それこそが国宝・紙本著色信貴山縁起絵巻(しほんちゃくしょくしぎさんえんぎえまき)です。霊宝館の内部は撮影が禁止されておりますのでこちらを参考にしてください。



これは平安時代後期に描かれたもので、朝護孫子寺の中興の開山(つまり平安時代にこのお寺を本格的に造り、その正式な最初の住職ということ)であった命蓮(みょうれん)上人にまつわる説話が描かれている絵巻物です。

山崎長者の巻(飛倉の巻)縁起加持(えんぎかじ)の巻尼公(あまぎみ)の巻の三巻からなっており、人物の躍動感や表情が軽妙かつ的確で、風景描写にすぐれていることから四大国宝絵巻の一つに数えられているほど貴重な存在なのです。

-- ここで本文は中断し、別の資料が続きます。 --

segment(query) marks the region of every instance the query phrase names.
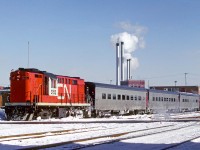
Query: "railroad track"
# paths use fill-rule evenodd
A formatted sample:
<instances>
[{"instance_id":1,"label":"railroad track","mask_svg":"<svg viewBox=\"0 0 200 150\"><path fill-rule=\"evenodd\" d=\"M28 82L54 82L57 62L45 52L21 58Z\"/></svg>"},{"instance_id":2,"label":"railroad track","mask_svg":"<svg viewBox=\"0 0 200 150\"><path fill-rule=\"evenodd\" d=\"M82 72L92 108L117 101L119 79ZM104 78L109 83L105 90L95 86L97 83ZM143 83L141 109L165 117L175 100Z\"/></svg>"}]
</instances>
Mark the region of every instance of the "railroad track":
<instances>
[{"instance_id":1,"label":"railroad track","mask_svg":"<svg viewBox=\"0 0 200 150\"><path fill-rule=\"evenodd\" d=\"M186 141L183 141L183 142L180 142L180 143L172 144L172 145L167 146L167 147L165 147L165 148L163 148L163 149L161 149L161 150L170 150L170 149L179 147L179 146L181 146L181 145L183 145L183 144L185 144L185 143L188 143L188 142L190 142L190 141L192 141L192 140L195 140L195 139L198 139L198 138L200 138L200 136L191 138L191 139L189 139L189 140L186 140Z\"/></svg>"},{"instance_id":2,"label":"railroad track","mask_svg":"<svg viewBox=\"0 0 200 150\"><path fill-rule=\"evenodd\" d=\"M194 125L196 124L189 124L189 125L184 125L184 126L176 126L176 125L160 126L160 127L149 128L149 129L134 130L134 131L128 131L128 132L115 133L115 134L107 134L107 135L102 135L102 136L93 136L89 138L82 138L82 139L59 142L59 143L54 143L54 144L46 144L46 145L41 145L41 146L24 148L23 150L44 149L44 148L52 148L52 147L58 147L58 146L64 146L64 148L68 148L68 149L81 149L81 148L86 148L86 147L91 147L91 146L96 146L96 145L101 145L101 144L119 142L121 140L127 140L127 139L132 139L132 138L143 137L147 135L153 135L153 134L159 134L163 132L178 130L182 128L191 127ZM77 145L74 146L74 143L77 143Z\"/></svg>"}]
</instances>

ちなみに残りの三つは「源氏物語絵巻(げんじものがたりえまき)」「鳥獣人物戯画(ちょうじゅうじんぶつぎが)」「伴大納言絵詞(とものだいなごんえことば)」というそうそうたるメンバーで、あまり歴史に興味がない方でも聞いたことのある名前だと思います。

しかし私が「凄いお宝」と言いますのは、日本四大とか作者が誰だといったような事ではありません。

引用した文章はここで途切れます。